The Mali-T760 GPU in the Exynos 5433 is a full-featured graphics processor based on ARM's Midgard architecture. The Note 4 has given us our first chance to spend significant time with a Mali-equipped device, and our impressions are generally quite positive.
|Samsung Galaxy Note 4|
|SoC||Samsung Exynos 5433|
|GPU||ARM Mali-T760 MP6|
|GPU die area||30.9 mm²|
|Est. clock speed||700 MHz|
|Texture filtering||6 texels/clock|
|Pixel fill||6 pixels/clock|
|System memory||3GB LPDDR3|
Midgard is a bit of an unconventional GPU architecture in terms of its execution model, but it has a robust feature set, especially for the mobile space. The Mali-T760 supports 64-bit addressing and can handle IEEE-compliant floating-point datatypes, including 64-bit double precision. In fact, the Mali-T760 has a nearly desktop-class feature set, with support for DirectX 11.1 (feature level 11_1, or the real thing), OpenGL ES 3.1, and OpenCL 1.2.
Thanks to this combination of high mathematical precision and standards compliance, the T760 is perhaps better suited for GPU computing than most of its competition in the mobile GPU market. ARM was one of the first companies to join the HSA consortium, along with AMD, and has publicly supported that effort.

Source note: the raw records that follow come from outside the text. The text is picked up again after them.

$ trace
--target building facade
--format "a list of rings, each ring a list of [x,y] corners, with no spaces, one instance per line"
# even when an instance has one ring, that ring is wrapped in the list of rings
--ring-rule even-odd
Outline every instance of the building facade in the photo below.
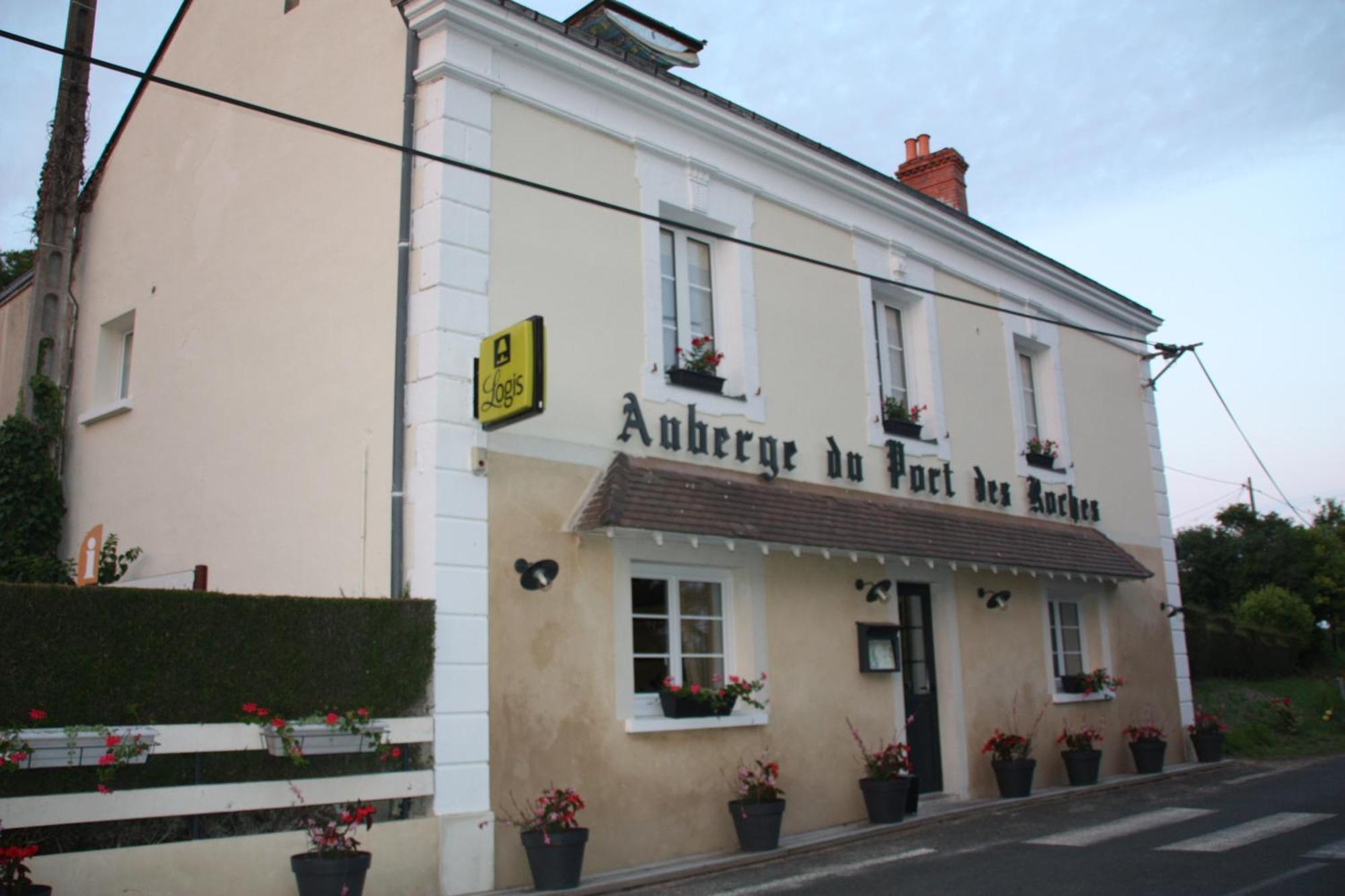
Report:
[[[983,796],[1014,714],[1041,783],[1067,721],[1120,774],[1126,724],[1189,720],[1159,319],[967,217],[960,156],[865,168],[667,71],[675,30],[594,31],[620,4],[291,5],[184,4],[156,73],[477,170],[417,157],[399,200],[395,152],[144,87],[81,225],[69,538],[221,591],[433,597],[441,892],[523,883],[482,822],[551,783],[597,872],[729,848],[722,772],[763,748],[785,833],[859,819],[847,721]],[[486,432],[479,343],[531,316],[545,409]],[[718,390],[670,373],[705,336]],[[1115,700],[1065,693],[1096,667]],[[664,677],[761,673],[765,709],[659,709]]]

I'm tempted to call the Mali-T760 a "tiler," but I expect there are folks in the PowerVR camp who would take umbrage with that wording. ARM's Midgard architecture doesn't use fully deferred tile-based rendering like Imagination Tech's PowerVR GPUs. Midgard uses early Z detection like conventional immediate-mode renderers in order to avoid drawing some pixels that would be occluded by other polygons in the final scene, but it doesn't reorder the graphics pipeline in order to eliminate overdraw entirely. Instead, Midgard renders all pixels into on-chip buffers representing 16 x 16-pixel tiles, so blending and overdraw happens on the chip. Midgard can conserve bandwidth and save energy by using a tile buffer in this fashion, since DRAM transactions tend to burn a lot of power.
Divining the structure of Midgard's "shader cores" can be a little confusing. ARM's public documentation appears to divvy things up according to the number of flops the hardware can process rather than its likely underlying organization. Each Midgard "shader core" has two arithmetic pipelines. My sense is that those pipelines break down into two stages: the first stage includes a 128-bit-wide vector unit plus a scalar ALU. The second stage has a special function unit capable of a four-wide vector dot product, and there's a scalar ALU in this stage, too.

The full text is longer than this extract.